Séance en hémicycle du jeudi 6 janvier 2022 à 15h00
Légalisation du cannabis : évolutions européennes blocages français

Photo issue du site de l'Assemblée nationale ou de WikipediaJean-Baptiste Moreau :

Même si c'est un plaisir sans cesse renouvelé d'être en votre compagnie, madame la secrétaire d'État, je regrette d'autant plus l'absence du ministre de l'intérieur que nous aurions eu l'occasion de lui parler de notre rapport d'information, dont il n'a visiblement pas pris connaissance. Avec mes deux corapporteurs, Mme Caroline Janvier et M. Ludovic Mendes, nous avons eu la possibilité de le présenter au ministre des solidarités et de la santé, Olivier Véran, mais pas au ministre de l'intérieur. Cela aurait sans doute évité que soit rédigé un décret sur le CBD qui n'est absolument pas conforme au droit européen car, non seulement il interdit la vente de la fleur, mais il empêchera aussi toute création d'une filière française – ce qui était pourtant le souhait initial du Président de la République.
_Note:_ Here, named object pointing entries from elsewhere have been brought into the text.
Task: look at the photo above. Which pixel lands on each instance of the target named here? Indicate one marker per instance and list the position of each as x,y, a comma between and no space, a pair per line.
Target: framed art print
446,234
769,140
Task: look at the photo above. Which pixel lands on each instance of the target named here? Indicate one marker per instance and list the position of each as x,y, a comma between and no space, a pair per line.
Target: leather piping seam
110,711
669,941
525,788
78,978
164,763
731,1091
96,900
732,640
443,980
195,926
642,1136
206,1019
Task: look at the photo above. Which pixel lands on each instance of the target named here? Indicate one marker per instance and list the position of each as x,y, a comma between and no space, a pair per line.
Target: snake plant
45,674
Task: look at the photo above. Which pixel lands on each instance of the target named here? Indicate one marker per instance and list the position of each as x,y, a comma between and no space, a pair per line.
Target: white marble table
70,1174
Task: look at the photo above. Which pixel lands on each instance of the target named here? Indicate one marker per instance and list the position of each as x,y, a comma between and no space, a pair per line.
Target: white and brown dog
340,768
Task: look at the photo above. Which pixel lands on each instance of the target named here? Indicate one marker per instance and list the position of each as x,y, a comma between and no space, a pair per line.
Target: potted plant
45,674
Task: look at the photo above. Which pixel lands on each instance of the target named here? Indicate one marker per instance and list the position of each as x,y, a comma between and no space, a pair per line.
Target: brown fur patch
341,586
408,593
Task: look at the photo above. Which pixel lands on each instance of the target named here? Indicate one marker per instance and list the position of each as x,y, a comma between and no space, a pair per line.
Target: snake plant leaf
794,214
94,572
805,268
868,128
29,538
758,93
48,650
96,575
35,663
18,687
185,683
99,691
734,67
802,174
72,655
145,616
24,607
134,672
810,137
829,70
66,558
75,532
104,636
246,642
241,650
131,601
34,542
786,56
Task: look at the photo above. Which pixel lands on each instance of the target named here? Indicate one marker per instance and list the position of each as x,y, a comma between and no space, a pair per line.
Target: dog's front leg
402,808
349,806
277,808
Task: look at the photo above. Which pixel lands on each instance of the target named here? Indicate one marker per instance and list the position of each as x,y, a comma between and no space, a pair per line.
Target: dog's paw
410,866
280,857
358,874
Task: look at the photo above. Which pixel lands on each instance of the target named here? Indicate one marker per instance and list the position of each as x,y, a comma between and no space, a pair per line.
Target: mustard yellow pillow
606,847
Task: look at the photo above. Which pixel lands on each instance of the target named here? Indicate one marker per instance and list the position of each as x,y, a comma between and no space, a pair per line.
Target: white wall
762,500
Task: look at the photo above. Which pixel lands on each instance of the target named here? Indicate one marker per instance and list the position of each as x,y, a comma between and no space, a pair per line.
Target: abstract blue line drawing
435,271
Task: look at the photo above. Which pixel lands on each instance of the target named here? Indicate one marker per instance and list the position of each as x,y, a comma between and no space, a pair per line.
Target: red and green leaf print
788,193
Ce décret est pour moi nul et non avenu. Tout cela est dommage car il comporte un certain nombre d'avancées : il permet en particulier d'exploiter la fleur, contrairement aux textes précédents ; il fixe un taux maximal de THC à 0,3 %, ce qui rend possible le développement de certains produits. Il reste que l'interdiction de la vente de la fleur et de la feuille empêchera la création d'une filière française. Des recours ont cependant été déposés – je pense que leurs auteurs auront gain de cause, car le décret n'est pas conforme au droit européen.

Plus généralement, contrairement à ce qui est répété sur les plateaux de télévision ou dans de nombreuses interviews, notre rapport ne préconise ni une légalisation pour tous ni des campagnes de publicité sur des panneaux de quatre mètres sur trois dans toutes les rues de France. Il s'agit de légaliser de façon encadrée et, évidemment, de prévoir une interdiction pour les mineurs, puisque nous connaissons les dangers sur les cerveaux en formation.

Comme vous l'avez dit, madame la secrétaire d'État, les exemples comme celui du Canada montrent qu'une légalisation encadrée par l'État, que ce soit en matière de prix ou de nature des produits, permet de diminuer la consommation des mineurs, qu'elle ne fait pas exploser celle des majeurs et qu'elle permet de réduire un certain nombre de problèmes de sécurité et de santé publiques en provoquant le démantèlement de réseaux qui sont privés d'une bonne partie de leurs ressources. Grâce à la légalisation, l'État peut donc reprendre la main pour affronter un problème de sécurité publique et de santé publique, alors que la prohibition, qui se pratique dans tous les pays depuis trente ans, échoue partout. J'ai l'esprit scientifique : les mêmes causes produisant les mêmes effets, la politique qui échoue partout continuera d'échouer quels que soient les paramètres que vous modifierez.